The University of the West Indies Press
Title: A Life in Medicine and the Arts
Description:
Henry Fraser’s entertaining autobiography starts with tales of a unique childhood growing up at the local governance centre of a rural parish in Barbados, where most parishioners visited the offices of his parents at the family home.
This rich community involvement had a profound influence on his life of service.
Sir Henry describes why he chose to study medicine at the University of the West Indies at Mona, Jamaica, and so became a passionate West Indian.
After specialization and PhD studies in London, he returned to Barbados and helped to build better health care there.

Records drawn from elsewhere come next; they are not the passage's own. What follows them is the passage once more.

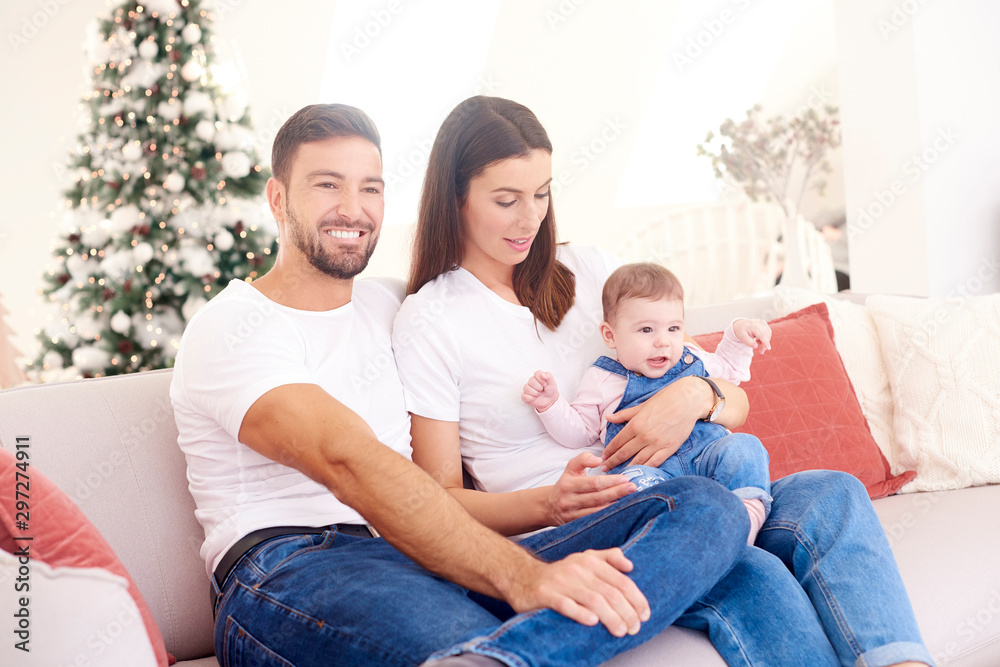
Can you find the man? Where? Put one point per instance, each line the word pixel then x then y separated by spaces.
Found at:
pixel 292 420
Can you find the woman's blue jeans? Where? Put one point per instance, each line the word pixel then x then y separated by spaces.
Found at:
pixel 827 593
pixel 844 603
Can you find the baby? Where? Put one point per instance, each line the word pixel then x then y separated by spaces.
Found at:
pixel 644 325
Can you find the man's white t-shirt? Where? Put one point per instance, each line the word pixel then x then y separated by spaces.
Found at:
pixel 238 347
pixel 464 354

He promoted rational therapeutics regionally and globally, working with PAHO and WHO, and his research centre and wide-ranging research have greatly benefited the Caribbean.
His passion for teaching, patient care, mentoring and management shows throughout the book.
Sir Henry has been described as the Renaissance man of Barbados: in addition to his remarkable medical career, he has been public orator for Barbados and for the University of the West Indies, Cave Hill, and an independent senator in the Barbados Senate (where he discovered the reasons for the syndrome he labelled Government’s Implementation Deficit Disorder or GIDD).
His other lifelong passions have been art, architectural history and heritage preservation, and writing.
His autobiography makes fascinating reading: he is a natural story teller and, as he often says, “History is his story.
” The book is replete with captivating anecdotes and is illustrated with some of his paintings.